Employee experience can be defined as the journey an employee takes with your organization over the course of their employment. Everything from the way they experience recruitment, interviewing, onboarding, training, career development, performance management, recognition, rewards, and even the way they exit the organization makes up their overall experience.
Employee experience is in the spotlight because of the importance of retention and engagement issues in today’s marketplace. Organizations are competing for the best and brightest workers who won’t jump ship for the next shiny new offer that comes their way. To keep their top talent, organizations are taking a close look at how their employee experience can set them apart from the crowd.
We recently completed research on this topic and gathered input from over 700 leadership, learning, and talent development professionals. We asked them to share their key strategies for improving their employee experience and the feedback showed a clear frontrunner:
Building trust between managers and direct reports
Why did this strategy rank ahead of other important initiatives like addressing workloads to prevent burnout, connecting work to purpose, setting clear performance expectations, and promoting teamwork and collaboration? It’s because trust is the foundation of the employee/employer relationship, and a person’s direct manager is the organization’s representative.

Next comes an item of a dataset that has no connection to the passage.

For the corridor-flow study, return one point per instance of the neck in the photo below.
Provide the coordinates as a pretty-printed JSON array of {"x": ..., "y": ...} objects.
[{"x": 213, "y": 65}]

Research supports the criticality of trust between employees and their managers as the basis for being highly engaged at work. ADP Research conducted a global study on engagement that involved over 19,000 people across 19 countries and 13 industries. The study included full-time employees, part-time employees, gig workers, those with multiple jobs, and people with full-time jobs plus gig jobs on the side.
ADP found that two primary factors that characterized highly engaged employees stood out above all others: being on a team and trust in the team leader. In fact, a worker is 12x more likely to be fully engaged if they trust their team leader.
Our own research on the roles of cognitive trust (what I like to call “trust from the head”) and affective trust (“trust from the heart”) show a direct correlation between high levels of employee trust in their leaders and those employees having positive intentions to be highly engaged at work. Our study showed that leader trustworthiness is highly correlated to the five key intentions that drive employee work passion: discretionary effort, intent to perform, intent to endorse, intent to remain, and organizational citizenship.
So, trust is the foundation for a great employee experience. How do you build it?
Many leaders think trust “just happens,” like some sort of relationship osmosis. These people often understand trust is important, but they don’t know what it takes to have their people perceive them as being trustworthy. There are four elements of trust in a relationship that we’ve captured in the Building Trust model. If leaders use behaviors aligned with the four elements of trust, they will build trust with their people. If they don’t use those behaviors, or do the opposite, they will erode trust. It’s commonsense but not always common practice.
Your organization’s employee experience is critical to its health and success. But to bring it closer to home, it’s critical to your success as a leader, and the foundation of that experience begins with the trust your people have in you. Remember, every interaction you have with them is an opportunity to build trust or erode it. Will you focus on building trust with your people in 2023?